P.G. : « Je n’ai jamais fait cela pour ça. J’ai toujours été moi-même. J’ai fait des erreurs comme tout le monde en fait, que ce soit dans le sport ou dans la vie. J’ai toujours été honnête et fidèle, je ne suis jamais sorti de cette ligne là mais les évènements font que dans la vie, les chemins peuvent se séparer. Je n’ai pas du tout la prétention de dire que je n’ai pas fait d’erreurs mais je n’ai triché avec personne. C’est un métier où il est difficile de ne pas faire d’erreurs d’autant qu’il y a des intérêts divergents entre les propriétaires, les cavaliers, ce que les cavaliers disent aux propriétaires, ce que les propriétaires disent aux dirigeants qui ne sont pas toujours les mêmes et nous, nous sommes là au milieu ! C’est sûr que l’on doit faire avec tout cela et comme j’ai un franc-parler qui n’est pas du tout politique, cela peut parfois heurter. Ce sont souvent des choses qui, pour moi, sont anodines et que je ne relève même pas mais qui peuvent froisser certaines personnes. »
Ce côté direct, on le retrouve aussi chez votre fils et on a l’impression que comme pour vous, ça lui attire à la fois une grande sympathie du public mais lui complique bien souvent la vie.
P.G. : « Je pense que c’est une question de caractère et d’éducation. On est des gens entiers, lorsqu’on donne notre amitié, normalement c’est quelque chose d’indéfectible. On ne le fait peut-être pas facilement mais lorsqu’on franchit le pas, c’est pour la vie. On reste fidèle à nos idées même si on peut faire des erreurs. C’est quelque chose dont je suis fier et je suis fier de la manière dont mon fils défend les siennes. Je pense que dans le monde où l’on vit aujourd’hui et plus encore dans celui des chevaux, on manque de gens qui osent aller au bout de leurs idées. Il y a souvent des gens qui sont d’accord avec le principe mais qui à la fin ne l’appliquent pas. Il y a toujours beaucoup de gens qui vous disent qu’ils sont d’accord avec vous… mais au moment de monter aux barricades, on est toujours moins nombreux. C’est sûr que l’on s’expose à des oppositions et à des retours de manivelle… mais est-ce que ce n’est pas mieux d’être comme cela que d’être un politicien qui choisit le côté de sa veste selon les jours ? Je pense que c’est notre vie car Steve aussi bien que moi, nous sommes nature, nous ne jouons pas un rôle et même dans notre milieu, il y a trop de gens qui jouent un rôle. »
Mais cette attitude, même si elle vous joue des tours, amène un engouement autour de vous comme on en voit rarement.

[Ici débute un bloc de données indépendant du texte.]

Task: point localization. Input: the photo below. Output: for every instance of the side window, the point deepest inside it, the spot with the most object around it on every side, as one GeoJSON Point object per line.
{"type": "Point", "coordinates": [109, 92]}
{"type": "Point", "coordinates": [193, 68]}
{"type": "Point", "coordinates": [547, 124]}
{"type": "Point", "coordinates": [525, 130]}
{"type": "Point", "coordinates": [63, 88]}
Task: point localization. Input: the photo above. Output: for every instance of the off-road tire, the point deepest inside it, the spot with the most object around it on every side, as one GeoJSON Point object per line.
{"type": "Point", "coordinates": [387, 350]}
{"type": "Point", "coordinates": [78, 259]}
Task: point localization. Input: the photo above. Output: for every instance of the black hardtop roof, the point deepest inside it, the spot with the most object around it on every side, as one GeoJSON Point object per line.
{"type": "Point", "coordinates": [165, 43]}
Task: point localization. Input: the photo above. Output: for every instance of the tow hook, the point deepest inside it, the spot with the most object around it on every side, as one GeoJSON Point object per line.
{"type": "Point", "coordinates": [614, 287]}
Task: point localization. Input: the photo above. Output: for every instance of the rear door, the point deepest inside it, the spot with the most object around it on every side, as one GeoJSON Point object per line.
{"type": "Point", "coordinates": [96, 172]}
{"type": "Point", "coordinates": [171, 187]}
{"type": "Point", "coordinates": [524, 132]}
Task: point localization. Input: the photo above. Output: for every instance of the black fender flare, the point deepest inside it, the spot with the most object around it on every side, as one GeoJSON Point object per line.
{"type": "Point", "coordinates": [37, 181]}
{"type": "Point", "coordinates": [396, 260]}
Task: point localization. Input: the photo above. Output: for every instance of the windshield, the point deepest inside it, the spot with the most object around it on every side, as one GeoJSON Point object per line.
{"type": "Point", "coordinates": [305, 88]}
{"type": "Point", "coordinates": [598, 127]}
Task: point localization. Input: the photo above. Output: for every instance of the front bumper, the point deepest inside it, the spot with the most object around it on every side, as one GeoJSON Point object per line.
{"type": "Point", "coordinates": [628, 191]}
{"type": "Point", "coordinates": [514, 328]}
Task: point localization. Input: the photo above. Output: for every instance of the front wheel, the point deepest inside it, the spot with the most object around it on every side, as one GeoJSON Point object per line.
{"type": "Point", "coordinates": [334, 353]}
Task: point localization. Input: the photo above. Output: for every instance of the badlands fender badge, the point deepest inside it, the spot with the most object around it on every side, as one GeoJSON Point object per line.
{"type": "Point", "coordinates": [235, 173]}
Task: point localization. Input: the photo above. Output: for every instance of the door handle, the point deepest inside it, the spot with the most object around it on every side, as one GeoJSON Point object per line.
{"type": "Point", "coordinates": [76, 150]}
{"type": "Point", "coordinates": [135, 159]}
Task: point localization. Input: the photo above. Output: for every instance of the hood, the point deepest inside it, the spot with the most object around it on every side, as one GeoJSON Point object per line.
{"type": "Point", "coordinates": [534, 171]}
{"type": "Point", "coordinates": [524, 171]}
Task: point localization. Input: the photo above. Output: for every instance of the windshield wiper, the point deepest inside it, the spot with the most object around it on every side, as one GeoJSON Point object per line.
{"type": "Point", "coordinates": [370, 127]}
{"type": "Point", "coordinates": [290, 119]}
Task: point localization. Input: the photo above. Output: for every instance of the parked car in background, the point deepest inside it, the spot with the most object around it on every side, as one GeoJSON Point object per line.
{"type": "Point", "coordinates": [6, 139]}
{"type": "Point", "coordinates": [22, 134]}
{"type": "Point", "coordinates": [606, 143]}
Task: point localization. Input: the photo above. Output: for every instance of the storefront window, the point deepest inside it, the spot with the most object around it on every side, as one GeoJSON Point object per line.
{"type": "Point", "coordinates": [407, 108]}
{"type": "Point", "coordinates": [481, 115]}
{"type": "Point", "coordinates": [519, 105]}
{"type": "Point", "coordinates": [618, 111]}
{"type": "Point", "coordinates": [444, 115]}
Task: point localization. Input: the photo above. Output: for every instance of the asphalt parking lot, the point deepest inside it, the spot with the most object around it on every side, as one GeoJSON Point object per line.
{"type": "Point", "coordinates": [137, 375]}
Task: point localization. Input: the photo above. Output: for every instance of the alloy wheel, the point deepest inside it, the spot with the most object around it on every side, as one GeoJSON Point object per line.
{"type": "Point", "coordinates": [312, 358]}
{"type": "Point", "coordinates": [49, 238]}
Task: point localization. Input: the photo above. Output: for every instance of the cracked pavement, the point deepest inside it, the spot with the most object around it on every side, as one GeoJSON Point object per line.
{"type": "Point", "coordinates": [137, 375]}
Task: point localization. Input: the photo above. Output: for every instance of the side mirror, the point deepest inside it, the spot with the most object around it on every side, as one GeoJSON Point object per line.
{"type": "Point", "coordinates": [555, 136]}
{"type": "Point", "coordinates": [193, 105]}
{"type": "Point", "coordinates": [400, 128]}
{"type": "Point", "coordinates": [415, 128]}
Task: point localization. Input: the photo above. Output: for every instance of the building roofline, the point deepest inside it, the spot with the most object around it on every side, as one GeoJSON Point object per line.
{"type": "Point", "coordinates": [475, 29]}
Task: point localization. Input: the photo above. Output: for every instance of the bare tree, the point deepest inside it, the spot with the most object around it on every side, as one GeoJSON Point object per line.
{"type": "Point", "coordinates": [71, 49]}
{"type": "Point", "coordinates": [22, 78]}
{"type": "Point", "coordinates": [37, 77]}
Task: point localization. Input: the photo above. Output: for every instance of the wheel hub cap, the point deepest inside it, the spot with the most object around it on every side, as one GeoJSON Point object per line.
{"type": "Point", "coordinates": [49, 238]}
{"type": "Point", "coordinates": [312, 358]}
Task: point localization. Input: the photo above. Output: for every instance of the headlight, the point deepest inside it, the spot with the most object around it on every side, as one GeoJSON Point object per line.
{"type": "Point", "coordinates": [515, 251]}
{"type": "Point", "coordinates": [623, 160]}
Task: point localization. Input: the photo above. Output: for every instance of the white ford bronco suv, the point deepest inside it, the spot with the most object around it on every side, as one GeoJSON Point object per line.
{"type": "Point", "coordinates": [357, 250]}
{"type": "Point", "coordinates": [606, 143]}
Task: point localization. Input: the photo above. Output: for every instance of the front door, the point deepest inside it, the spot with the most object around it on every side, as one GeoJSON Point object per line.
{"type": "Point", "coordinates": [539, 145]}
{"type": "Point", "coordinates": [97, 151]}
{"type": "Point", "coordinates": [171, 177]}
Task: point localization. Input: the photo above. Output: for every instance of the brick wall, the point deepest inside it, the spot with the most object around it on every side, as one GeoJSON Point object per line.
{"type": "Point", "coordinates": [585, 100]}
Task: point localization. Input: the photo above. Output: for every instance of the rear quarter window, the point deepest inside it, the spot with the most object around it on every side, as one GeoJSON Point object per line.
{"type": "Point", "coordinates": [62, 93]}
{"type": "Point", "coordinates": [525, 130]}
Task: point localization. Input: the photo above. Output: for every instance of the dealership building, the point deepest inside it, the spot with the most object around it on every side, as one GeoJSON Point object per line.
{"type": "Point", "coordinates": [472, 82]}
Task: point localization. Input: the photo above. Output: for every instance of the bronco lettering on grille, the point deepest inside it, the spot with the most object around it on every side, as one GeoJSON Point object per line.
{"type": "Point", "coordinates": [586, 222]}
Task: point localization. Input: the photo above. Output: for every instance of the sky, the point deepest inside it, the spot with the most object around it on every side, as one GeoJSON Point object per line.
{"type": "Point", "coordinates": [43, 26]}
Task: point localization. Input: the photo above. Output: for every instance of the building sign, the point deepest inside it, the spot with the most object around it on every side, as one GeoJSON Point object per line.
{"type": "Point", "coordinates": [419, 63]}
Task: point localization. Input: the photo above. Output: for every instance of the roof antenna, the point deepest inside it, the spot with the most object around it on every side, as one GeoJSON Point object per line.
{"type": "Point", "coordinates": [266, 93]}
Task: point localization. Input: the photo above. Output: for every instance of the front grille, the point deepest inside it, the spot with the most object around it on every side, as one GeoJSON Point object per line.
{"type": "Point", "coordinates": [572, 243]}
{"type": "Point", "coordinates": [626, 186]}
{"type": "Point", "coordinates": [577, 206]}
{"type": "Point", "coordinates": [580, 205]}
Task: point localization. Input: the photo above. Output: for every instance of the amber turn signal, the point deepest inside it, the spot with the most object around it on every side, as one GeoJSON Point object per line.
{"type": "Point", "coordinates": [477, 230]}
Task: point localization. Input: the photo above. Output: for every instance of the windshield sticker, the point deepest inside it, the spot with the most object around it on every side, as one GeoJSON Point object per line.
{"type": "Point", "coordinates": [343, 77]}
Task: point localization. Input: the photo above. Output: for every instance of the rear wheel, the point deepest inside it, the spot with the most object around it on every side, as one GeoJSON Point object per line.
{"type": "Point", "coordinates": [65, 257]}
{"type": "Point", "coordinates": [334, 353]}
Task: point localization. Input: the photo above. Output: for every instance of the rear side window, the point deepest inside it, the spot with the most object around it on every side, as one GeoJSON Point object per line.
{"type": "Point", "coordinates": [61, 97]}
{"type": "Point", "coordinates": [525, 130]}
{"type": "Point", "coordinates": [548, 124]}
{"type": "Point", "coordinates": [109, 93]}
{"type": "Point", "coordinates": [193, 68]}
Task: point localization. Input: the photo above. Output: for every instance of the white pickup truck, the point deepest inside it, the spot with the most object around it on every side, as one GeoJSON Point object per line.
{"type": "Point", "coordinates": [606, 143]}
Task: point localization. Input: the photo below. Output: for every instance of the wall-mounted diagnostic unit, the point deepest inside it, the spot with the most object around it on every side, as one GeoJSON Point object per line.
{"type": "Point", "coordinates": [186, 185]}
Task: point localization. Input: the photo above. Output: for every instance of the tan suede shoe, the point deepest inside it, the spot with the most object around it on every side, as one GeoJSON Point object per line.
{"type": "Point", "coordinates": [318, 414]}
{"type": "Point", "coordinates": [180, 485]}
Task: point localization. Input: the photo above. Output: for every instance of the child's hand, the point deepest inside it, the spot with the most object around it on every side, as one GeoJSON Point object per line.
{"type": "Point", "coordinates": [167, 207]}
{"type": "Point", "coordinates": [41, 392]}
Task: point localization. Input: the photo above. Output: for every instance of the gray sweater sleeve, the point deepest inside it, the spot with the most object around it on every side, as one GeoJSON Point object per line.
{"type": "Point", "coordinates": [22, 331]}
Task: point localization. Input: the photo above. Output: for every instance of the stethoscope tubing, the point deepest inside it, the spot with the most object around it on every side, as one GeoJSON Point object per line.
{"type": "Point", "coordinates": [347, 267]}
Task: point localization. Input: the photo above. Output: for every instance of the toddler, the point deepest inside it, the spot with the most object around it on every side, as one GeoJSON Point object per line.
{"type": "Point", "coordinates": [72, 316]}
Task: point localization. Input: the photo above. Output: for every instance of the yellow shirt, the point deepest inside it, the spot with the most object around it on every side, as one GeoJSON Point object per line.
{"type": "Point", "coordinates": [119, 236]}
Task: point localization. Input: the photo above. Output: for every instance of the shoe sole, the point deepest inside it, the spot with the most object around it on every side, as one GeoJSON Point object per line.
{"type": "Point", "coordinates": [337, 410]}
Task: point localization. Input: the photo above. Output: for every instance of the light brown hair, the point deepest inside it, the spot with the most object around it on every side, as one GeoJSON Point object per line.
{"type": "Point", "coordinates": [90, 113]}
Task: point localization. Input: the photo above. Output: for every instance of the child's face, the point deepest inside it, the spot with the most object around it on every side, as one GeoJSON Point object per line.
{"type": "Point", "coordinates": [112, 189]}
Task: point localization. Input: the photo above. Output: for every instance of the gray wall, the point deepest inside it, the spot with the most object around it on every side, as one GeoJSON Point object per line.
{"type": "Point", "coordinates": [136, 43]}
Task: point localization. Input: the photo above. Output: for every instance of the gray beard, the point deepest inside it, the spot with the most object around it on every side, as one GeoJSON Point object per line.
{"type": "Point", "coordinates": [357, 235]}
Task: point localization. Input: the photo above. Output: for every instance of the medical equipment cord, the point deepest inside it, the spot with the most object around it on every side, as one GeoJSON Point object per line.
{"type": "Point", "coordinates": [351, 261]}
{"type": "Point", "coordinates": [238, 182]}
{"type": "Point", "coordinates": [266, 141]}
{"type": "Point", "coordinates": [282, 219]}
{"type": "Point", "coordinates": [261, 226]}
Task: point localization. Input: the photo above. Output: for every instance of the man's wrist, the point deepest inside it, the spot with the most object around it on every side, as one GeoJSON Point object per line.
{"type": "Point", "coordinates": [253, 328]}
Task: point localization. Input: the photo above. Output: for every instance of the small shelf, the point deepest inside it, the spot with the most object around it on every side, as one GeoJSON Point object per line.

P.G. : « Oui. Ce n’est pas quelque chose que l’on cherche, ni quelque chose dont nous avons besoin. Je ne pense pas que Steve a besoin de reconnaissance et moi non plus. Je ne veux pas parler pour lui mais je pense qu’il dira la même chose que moi : c’est une chose avec laquelle on peut très bien vivre. Nous avons toujours été comme cela et lorsqu’on a quelque chose à dire, on le dit tout simplement. »
Pour vous, comment voyez-vous la suite ?
P.G. : « Je la vois avec de la passion, ma passion. Je vais voir d’autres cavaliers, d’autres personnes… même si évidemment je recroiserai aussi des têtes connues. Je pense que l’on fait ça parce qu’on aime ça et on se fixe toujours des objectifs. Mon but était de me qualifier avec les français pour les Jeux Olympiques. Maintenant, je vais essayer de le faire avec les Brésiliens mais sans aucune arrière-pensée, en souhaitant que l’équipe de France puisse se qualifier pour les JO car il n’y a aucune raison qu’elle ne se qualifie pas… mais avec un regret que ce ne soit pas moi qui puisse mener cette mission à son terme, mais c’est la vie et elle en a décidé ainsi. »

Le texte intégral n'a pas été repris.